Durch die Verkürzung waren plötzlich nur noch 50 Kilometer übrig, und das Peloton entschied sich, den Abstand auf Dillier weiter zu verringern. Kurz vor dem zweiten Zwischensprint des Tages, der nun 26 Kilometer vor dem Ende abgenommen wurde, wurde der Schweizer vom Hauptfeld eingeholt. Den Zwischensprint sicherte sich Topfavorit Milan, der acht Punkte sowie drei Bonussekunden sammeln konnte. Dahinter sprinteten Ben Tulett (Visma – Lease a Bike), Lennert Van Eetvelt (Lotto – Intermarché) und Luke Plapp (Jayco – AlUla) auf die Plätze.

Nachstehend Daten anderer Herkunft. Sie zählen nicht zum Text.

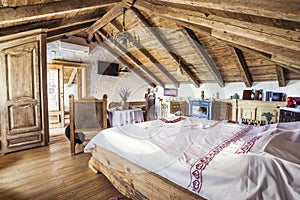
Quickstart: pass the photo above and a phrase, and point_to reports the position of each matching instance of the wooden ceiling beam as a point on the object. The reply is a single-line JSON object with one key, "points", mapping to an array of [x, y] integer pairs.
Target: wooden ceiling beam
{"points": [[56, 34], [269, 34], [283, 45], [72, 77], [113, 13], [151, 58], [123, 61], [16, 3], [264, 56], [276, 9], [50, 11], [279, 54], [280, 76], [138, 64], [57, 26], [179, 61], [212, 66], [242, 66]]}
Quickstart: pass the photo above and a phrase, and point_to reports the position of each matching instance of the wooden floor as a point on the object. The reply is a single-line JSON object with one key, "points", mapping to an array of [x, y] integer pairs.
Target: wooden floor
{"points": [[51, 173]]}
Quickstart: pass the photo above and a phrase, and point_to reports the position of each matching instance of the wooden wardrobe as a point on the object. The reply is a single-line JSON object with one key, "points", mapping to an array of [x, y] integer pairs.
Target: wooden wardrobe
{"points": [[23, 99]]}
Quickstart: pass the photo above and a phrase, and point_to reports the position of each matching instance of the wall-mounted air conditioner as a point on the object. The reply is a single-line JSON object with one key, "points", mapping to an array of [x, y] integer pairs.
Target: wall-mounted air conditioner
{"points": [[73, 47]]}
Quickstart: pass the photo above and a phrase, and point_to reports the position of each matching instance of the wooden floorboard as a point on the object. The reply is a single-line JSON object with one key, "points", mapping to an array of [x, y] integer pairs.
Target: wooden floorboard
{"points": [[51, 173]]}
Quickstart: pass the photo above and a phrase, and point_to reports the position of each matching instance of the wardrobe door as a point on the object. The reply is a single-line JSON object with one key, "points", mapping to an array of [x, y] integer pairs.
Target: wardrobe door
{"points": [[23, 93]]}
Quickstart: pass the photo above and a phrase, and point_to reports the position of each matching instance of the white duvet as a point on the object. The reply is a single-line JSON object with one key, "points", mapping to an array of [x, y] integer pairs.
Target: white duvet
{"points": [[213, 159]]}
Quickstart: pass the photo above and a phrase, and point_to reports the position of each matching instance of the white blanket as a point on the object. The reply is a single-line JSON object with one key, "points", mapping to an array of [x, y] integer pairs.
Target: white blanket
{"points": [[213, 159]]}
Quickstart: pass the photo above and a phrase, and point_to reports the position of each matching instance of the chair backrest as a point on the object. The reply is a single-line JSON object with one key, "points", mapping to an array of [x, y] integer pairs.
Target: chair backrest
{"points": [[86, 115]]}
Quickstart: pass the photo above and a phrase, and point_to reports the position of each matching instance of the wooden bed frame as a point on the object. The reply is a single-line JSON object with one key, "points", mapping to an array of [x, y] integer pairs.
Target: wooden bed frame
{"points": [[131, 103], [182, 106], [86, 115], [130, 179], [134, 181]]}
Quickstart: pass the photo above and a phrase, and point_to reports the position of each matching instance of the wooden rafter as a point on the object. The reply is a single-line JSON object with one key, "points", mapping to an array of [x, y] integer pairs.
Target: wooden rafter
{"points": [[282, 44], [72, 77], [124, 52], [152, 59], [271, 8], [243, 68], [280, 76], [113, 13], [178, 60], [212, 66], [123, 61], [50, 11]]}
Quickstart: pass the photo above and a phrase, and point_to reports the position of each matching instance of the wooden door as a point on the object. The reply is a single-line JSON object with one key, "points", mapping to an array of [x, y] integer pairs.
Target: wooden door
{"points": [[55, 95], [23, 114]]}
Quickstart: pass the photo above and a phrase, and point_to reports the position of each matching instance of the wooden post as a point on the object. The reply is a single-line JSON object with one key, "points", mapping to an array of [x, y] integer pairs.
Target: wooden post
{"points": [[72, 125], [104, 116]]}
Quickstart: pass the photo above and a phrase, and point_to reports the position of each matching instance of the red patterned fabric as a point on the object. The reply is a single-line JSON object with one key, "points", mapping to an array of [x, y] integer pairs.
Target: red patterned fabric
{"points": [[247, 145], [198, 167], [172, 121]]}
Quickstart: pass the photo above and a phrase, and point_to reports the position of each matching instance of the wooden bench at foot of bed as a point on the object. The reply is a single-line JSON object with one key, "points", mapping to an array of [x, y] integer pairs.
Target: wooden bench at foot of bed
{"points": [[134, 181]]}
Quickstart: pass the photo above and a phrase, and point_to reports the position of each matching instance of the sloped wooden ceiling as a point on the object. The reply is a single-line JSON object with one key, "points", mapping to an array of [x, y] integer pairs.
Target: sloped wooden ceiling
{"points": [[180, 41]]}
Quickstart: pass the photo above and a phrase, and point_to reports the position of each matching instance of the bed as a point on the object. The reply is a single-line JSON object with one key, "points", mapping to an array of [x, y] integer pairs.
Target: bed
{"points": [[192, 158]]}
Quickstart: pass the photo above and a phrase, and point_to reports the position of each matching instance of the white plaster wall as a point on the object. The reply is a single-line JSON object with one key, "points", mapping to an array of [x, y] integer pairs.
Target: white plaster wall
{"points": [[213, 90], [97, 85]]}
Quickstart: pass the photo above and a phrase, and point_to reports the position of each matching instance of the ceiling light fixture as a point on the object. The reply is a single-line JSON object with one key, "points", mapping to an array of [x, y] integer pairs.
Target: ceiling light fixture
{"points": [[125, 38]]}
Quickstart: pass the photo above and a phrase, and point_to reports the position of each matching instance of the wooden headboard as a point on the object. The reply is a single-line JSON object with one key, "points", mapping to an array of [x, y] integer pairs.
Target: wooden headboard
{"points": [[86, 115], [131, 103], [182, 106]]}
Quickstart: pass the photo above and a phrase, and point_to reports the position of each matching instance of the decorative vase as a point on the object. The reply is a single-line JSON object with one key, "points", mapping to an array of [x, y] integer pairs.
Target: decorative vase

Während die ersten knapp 90 Kilometer fast ausschließlich mit Rückenwind und einer Durchschnittsgeschwindigkeit von 50 km/h bestritten wurden, mussten die Fahrer in den letzten 30 Kilometern der Etappe gegen starken Gegenwind ankämpfen. Das Tempo war sehr gering und so formten sich die Sprinterzüge erst spät. Zehn Kilometer vor dem Ende wurde dann aber die Geschwindigkeit angezogen. Im letzten Kreisverkehr zwei Kilometer vor dem Ende ereignete sich ein Sturz, in den auch Topfavorit Milan verwickelt war.

Somit war der Weg frei für andere Sprinter und Klassementfahrer. Denn entgegen einiger Erwartungen attackierte Del Toro 400 Meter vor dem Ende des steilen Schlussabschnitts, fuhr sich einen kleinen Vorsprung heraus und schaffte es so, die Etappe vor Bol und Tiberi für sich zu entscheiden.